Click. One. More. Integer.

The End

“I can’t remember if I cried
When I read about his widowed bride
But something touched me deep inside
The day [that John Prine] died”

………………

David Worthington is a certified engineering geologist and former competitive cyclist; novice songwriter and likes to pedal rocks.

 

7 Comments

  1. Wow what a Wild Gonzo-Esque ride! Very impressive flow and command of language. Urgent and combative and ultimately empathetic.

    As your attorney Laszlo, I urge you to keep it coming!

    You’re the closest thing we have to HST, Hemingway and Twain.

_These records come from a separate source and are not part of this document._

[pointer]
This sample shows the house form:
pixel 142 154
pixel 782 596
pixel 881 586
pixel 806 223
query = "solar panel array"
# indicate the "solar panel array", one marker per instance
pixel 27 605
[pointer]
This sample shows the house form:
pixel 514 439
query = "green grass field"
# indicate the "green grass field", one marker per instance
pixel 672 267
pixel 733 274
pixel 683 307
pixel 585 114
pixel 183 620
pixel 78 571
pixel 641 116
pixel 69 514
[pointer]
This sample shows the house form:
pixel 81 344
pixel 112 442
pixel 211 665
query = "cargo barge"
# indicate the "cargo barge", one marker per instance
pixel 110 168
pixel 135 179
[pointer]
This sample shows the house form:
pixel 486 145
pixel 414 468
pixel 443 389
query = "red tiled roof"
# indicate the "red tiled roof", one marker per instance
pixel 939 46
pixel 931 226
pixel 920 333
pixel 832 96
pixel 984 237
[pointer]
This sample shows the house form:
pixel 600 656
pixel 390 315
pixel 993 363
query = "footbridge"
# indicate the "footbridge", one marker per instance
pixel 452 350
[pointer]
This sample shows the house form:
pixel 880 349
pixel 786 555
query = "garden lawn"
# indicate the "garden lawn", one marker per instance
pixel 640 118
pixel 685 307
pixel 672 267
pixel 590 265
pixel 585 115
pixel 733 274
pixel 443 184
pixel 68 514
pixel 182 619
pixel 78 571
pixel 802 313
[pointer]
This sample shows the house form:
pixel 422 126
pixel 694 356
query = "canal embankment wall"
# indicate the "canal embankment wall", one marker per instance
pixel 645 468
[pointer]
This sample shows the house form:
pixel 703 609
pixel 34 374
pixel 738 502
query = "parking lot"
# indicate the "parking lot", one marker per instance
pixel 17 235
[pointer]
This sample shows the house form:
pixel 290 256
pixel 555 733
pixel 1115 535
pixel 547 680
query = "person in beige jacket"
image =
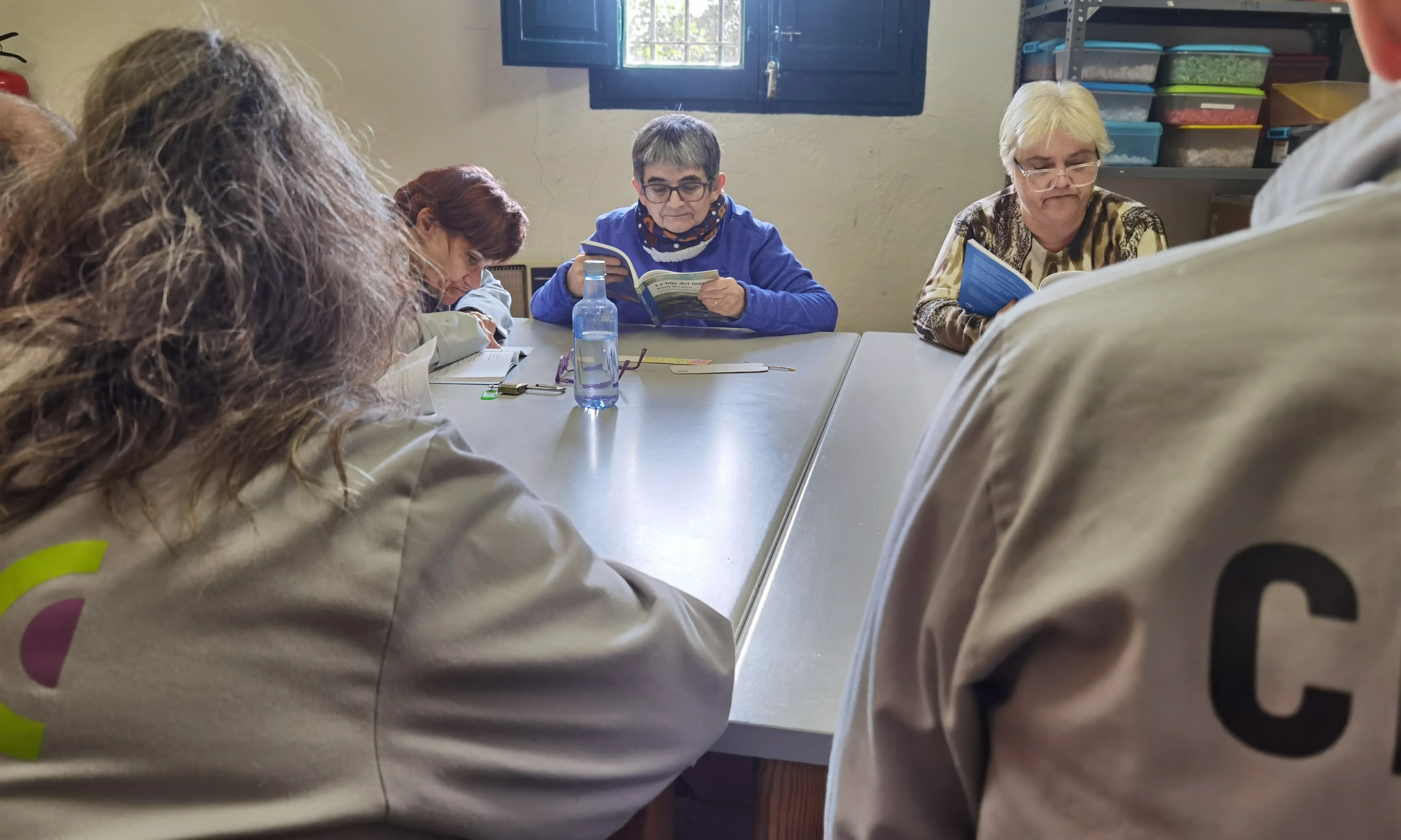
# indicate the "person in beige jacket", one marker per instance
pixel 244 594
pixel 1145 580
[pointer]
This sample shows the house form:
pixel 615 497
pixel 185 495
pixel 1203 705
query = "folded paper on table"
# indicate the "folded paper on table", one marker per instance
pixel 488 367
pixel 408 380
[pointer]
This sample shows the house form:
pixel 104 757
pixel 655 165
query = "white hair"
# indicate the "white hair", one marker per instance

    1. To my friend and dirty rotten attorney Laszlo – It’s all gone Quixotic at the point. I advise you to keep the speed up and take a good aim at the apex. The Great Turning Point. Momentum. By the time we get to Barstow, we’ll be more than half way to Hell.

      We got this.

      May the tailwind always be at your back. Humbly at your service.

      Thank You

  2. Interesting well told recap of your experience. What is the male version of a Karen–Darren?? Shall we now call you professor with your educational lecture on the Covid?

    1. Brilliant! Yes, heretofore the self-righteous brother of Karen shall be named Darren! Perhaps Tan Dan IS a Darren!

      No offense to you beautiful Karen’s and Darren’s.

      Exaggeration is the essayists best friend.

      Thank You for reading and expanding the thread.

      Much Love

  3. An exuberant and cinematic upscaling of our current realities.

    1. Thank you for the read and review!

      As a geologist schooled in plate tectonics, I conclude “Life is Short”. So make it sweet. Make it good!

      May we live to embrace Mother Earth and her seismic uplift.

  4. Wow, David! What a wild ride. Tom Robbins remains my favorite author, but you are now at number two (with a bullet) on the charts.